それでも「わたし」は本を読むのだろう。多分、雨の日は特に。けれど3連と5連の印象は大分違う。「わたし」は空想を空想と判って、「どこかへゆく」という定めを知って、憧れという言葉に収斂していく。
「父」のto belong to がとても美しかったのに比して「わたし」のあこがれは、to belong to あまり発音がよろしくないらしい。それはまだ「どこか」という言葉でしか言い表せない躊躇いゆえに、少し言いよどんでしまう。人が未来を想う時のように。
10817 : ころして君 渡辺八畳@祝儀敷 ('18/10/15 00:15:25)
URI: bungoku.jp/ebbs/20181015_624_10817p
ちょっと謎のテンションに追いつけぬところはありますが、古谷実のギャグマンガとかによく出てくるもう意味わかんない強迫観念に取りつかれた謎の登場人物を思い浮かべてました。
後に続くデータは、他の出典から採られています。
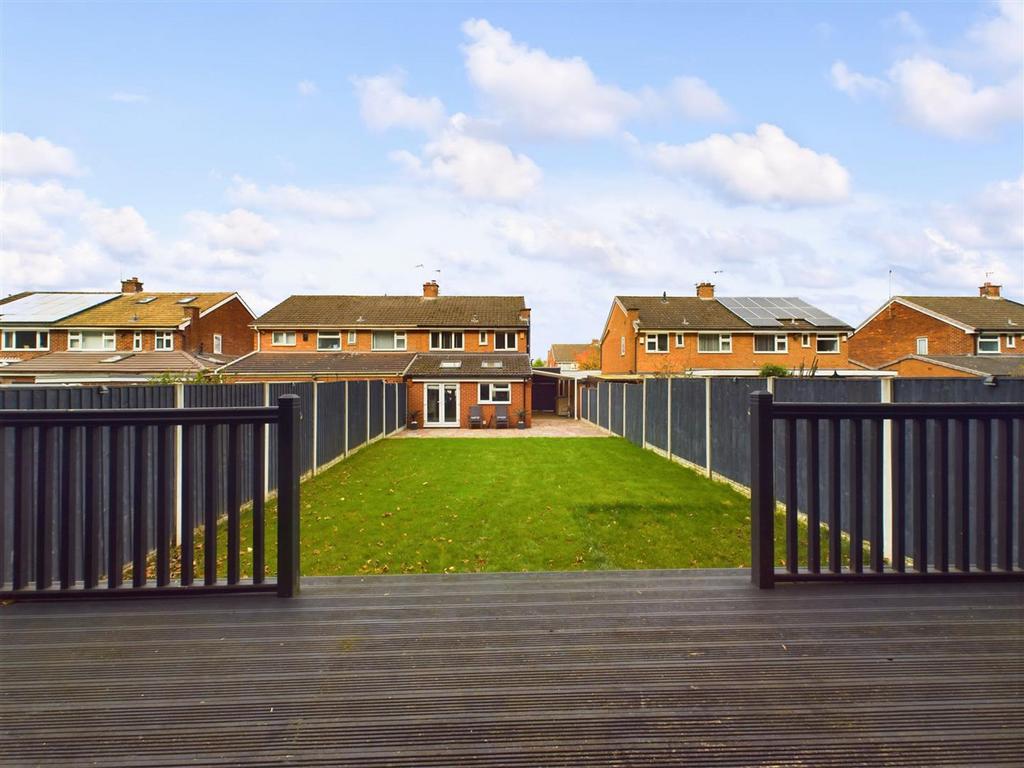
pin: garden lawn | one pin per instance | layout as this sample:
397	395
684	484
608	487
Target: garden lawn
505	505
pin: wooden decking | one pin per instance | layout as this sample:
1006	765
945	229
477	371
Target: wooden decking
672	668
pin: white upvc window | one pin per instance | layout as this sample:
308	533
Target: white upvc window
91	341
328	341
36	341
163	340
714	342
449	340
388	341
657	343
506	340
494	393
988	344
774	344
827	344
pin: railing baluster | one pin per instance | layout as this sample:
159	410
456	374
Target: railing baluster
165	501
44	507
259	535
856	496
899	495
1000	502
93	504
140	505
835	499
982	497
877	498
940	474
189	491
233	503
211	471
813	498
115	511
792	507
919	497
960	499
ギャグマンガだと、そういう人の滑稽なところを現実世界と対比するからギャップとしての笑いがうまれてくるところが、この詩だと対比がなくひたすら謎の強迫観念を聞かされ続けるというちょっとした悪夢なんですが、「誰か突っ込んでやれよ」というあの気まずい空気を作り出すことには成功しているのかな? と思いました。
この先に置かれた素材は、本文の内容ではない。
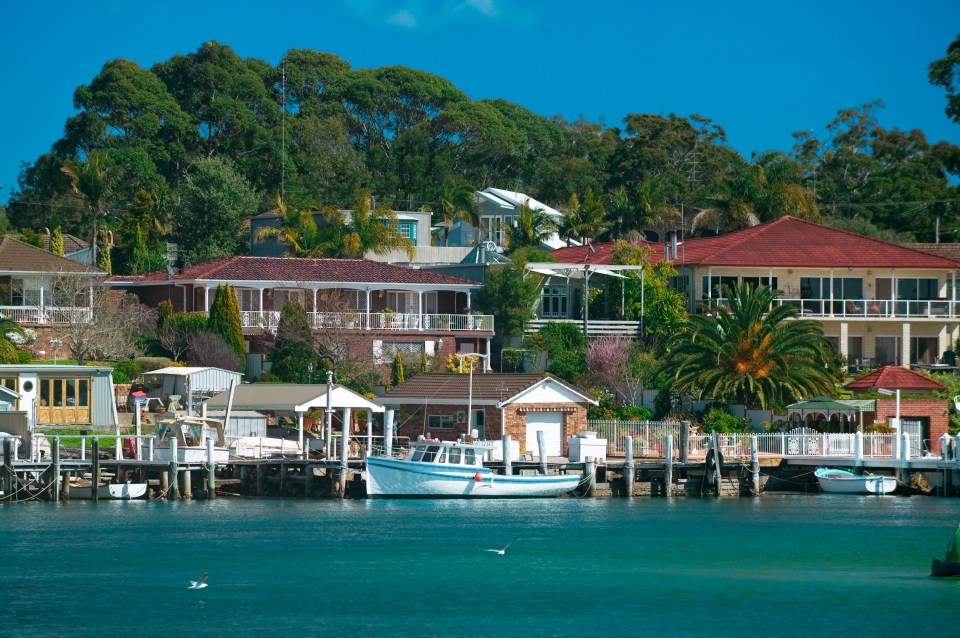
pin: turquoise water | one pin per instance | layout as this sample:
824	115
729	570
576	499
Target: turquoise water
792	565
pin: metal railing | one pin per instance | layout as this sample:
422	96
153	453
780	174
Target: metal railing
269	319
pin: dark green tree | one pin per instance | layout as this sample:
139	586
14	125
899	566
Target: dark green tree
225	321
754	352
293	350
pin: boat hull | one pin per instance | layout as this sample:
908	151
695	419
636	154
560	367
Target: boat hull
944	568
393	478
113	491
844	482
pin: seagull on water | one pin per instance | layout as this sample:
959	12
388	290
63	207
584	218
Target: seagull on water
504	550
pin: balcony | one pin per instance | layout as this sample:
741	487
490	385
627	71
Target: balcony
938	309
46	315
399	321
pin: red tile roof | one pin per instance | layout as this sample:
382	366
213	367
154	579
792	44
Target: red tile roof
299	269
784	242
895	378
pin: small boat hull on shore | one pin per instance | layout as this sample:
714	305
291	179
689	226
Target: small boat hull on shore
112	491
836	481
434	475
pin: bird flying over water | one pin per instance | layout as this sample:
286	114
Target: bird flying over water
503	551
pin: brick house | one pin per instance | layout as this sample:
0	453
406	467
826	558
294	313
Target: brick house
518	405
922	415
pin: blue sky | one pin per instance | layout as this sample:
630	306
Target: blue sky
761	70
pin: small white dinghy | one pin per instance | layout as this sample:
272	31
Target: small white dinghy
837	481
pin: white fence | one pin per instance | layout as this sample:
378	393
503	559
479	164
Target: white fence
649	439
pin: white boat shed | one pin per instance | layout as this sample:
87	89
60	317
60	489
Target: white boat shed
296	398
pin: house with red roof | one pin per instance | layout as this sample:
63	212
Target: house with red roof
375	306
923	416
880	303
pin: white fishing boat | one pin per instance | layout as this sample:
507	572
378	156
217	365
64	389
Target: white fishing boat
191	434
447	469
82	489
837	481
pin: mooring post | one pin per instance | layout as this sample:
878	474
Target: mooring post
174	471
55	452
541	452
507	461
211	471
7	492
668	467
344	453
95	469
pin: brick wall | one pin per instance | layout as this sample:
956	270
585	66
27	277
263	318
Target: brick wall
936	410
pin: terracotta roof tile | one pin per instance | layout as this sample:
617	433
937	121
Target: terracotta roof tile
299	269
784	242
895	378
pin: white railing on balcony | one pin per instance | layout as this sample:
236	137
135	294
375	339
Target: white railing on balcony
268	320
868	309
46	314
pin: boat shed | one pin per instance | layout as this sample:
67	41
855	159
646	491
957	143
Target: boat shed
186	386
292	398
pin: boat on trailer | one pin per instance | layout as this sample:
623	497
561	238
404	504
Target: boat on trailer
839	481
950	565
453	469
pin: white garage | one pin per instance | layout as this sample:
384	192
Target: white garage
551	424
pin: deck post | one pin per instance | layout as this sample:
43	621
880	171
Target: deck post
388	433
344	452
174	472
55	452
95	469
668	466
7	491
507	461
211	471
541	452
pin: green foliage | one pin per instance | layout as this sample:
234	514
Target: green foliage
397	376
749	354
225	322
564	344
56	242
292	351
719	420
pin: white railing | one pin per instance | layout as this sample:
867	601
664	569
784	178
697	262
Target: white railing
269	319
867	308
595	327
46	314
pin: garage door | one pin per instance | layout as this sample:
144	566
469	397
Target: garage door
551	424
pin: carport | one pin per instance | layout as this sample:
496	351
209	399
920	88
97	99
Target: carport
299	399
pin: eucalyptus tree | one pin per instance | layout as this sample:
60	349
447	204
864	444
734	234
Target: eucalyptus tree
752	352
93	179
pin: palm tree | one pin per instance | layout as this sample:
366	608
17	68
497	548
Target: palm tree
374	230
93	179
531	226
298	231
457	201
751	353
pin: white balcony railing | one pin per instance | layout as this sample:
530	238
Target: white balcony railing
268	320
868	309
46	314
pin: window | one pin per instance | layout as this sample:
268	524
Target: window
439	422
554	302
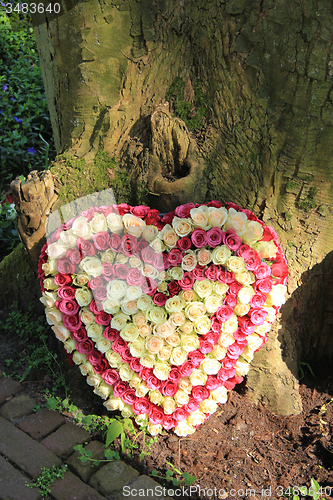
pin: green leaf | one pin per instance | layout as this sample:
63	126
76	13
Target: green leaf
114	430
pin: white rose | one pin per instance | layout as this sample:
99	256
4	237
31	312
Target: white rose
115	223
182	227
133	225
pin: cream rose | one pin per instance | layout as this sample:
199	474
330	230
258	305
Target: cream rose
235	264
182	227
178	356
161	370
130	332
202	325
83	296
111	306
195	310
168	405
115	223
113	358
198	377
203	288
200	217
92	266
174	304
169	236
221	254
217	216
189	261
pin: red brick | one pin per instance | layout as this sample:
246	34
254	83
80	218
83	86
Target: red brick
62	441
8	387
18	407
72	488
13	483
42	423
29	455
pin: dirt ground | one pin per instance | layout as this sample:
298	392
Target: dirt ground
244	451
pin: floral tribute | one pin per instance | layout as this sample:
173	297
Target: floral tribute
163	313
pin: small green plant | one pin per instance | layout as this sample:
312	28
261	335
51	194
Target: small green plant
191	112
33	356
47	477
175	476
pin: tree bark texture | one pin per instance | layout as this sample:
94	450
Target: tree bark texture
267	143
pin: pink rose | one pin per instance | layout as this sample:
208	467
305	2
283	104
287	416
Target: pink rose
66	292
74	255
129	396
72	323
196	357
232	241
101	240
186	369
85	347
65	266
128	245
95	282
187	281
110	376
212	383
200	393
115	242
140	211
160	299
224	313
169	388
119	345
246	325
175	257
156	415
174	288
174	375
79	335
180	414
258	316
119	388
224	276
199	238
192	405
103	318
141	405
264	285
86	247
169	422
184	243
153	382
214	237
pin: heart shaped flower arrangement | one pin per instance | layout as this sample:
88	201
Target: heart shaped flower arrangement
163	313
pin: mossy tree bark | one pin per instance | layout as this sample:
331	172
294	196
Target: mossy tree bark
267	68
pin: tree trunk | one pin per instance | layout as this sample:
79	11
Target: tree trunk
266	142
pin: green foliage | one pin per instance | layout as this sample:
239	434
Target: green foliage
192	113
25	129
33	357
175	476
47	477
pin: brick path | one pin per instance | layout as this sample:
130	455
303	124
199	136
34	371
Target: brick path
32	440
と、ここまで書いて、これはある種の皮肉なのではないか、と思うわけです。つまり例えば現代社会に生きる誰かしらの何かしらの特徴をデフォルメし誇張し、読み手をして「あ〜わかる」という読後感を演出するものであったのかもしれない、と。けれど残念ながら僕の乏しい人間関係の中にはこのようなハードな個性を持っている人が誰一人存在しなくて、ただただヤムチャ視点になってしまっているのではないか、と。
10777 : 星星 本田憲嵩 ('18/10/01 00:09:35 *1)
URI: bungoku.jp/ebbs/20181001_037_10777p
(客観性の強い光を帯びて――
もうこの作品はこの一文を避けては絶対に完結しえないし、この一文を濁したまま何かを表現したつもりになってしまったらそれは最悪の結果と言わざるを得ないくらい強い違和感を読み手に残す、ある種の賭けのような言葉であります。
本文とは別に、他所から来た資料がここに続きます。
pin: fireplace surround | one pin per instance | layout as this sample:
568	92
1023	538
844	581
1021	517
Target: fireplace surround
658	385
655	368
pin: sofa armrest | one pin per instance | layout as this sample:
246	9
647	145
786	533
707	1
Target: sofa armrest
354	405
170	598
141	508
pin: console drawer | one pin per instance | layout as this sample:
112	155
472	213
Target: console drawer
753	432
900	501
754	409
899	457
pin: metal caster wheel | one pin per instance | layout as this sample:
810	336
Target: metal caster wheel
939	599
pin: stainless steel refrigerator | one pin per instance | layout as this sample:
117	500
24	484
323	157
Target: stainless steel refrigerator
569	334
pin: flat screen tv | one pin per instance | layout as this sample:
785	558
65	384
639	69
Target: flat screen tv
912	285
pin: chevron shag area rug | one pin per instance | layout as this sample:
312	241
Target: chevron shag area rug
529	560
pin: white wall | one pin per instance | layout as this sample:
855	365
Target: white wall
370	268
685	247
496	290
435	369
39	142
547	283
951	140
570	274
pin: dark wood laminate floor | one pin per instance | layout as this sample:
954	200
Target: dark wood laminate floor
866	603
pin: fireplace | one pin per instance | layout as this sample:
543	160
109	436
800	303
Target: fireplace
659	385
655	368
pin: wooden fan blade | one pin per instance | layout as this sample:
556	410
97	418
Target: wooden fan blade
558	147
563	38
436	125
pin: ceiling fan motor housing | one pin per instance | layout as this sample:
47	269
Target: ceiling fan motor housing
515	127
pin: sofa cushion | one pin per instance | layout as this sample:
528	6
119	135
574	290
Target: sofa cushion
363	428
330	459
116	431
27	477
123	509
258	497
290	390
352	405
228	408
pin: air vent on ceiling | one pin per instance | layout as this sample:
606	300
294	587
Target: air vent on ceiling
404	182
と、そのように感じ続く詩文を読んでいくと、たしかに作者にとって一つの発見としての(今までとは違う)星のひかり、という提示がなされ、それがどう客観性につながるのか、という謎をまぁある意味ほったらかして終わるわけですが、たとえほったらかしたとしてもその余韻で読み手が何かしらの解釈をはじめたらそれは賭けには勝ったと言えそうです。
それで、2連目以降を素直に、客観性という言葉を頭に入れて読んでいくと、確かにある感興は呼び起こります。いわゆる「宇宙というだだっ広い空間に対して僕はなんて小さいんだろう感」ですね。定番のあれです。なぜ客観なのかというと、それまでの視野狭窄から少しだけ逃れて、自らをその広い空間にもう一度再認識しなおす、という行為はまさに客観的ではありうると思います。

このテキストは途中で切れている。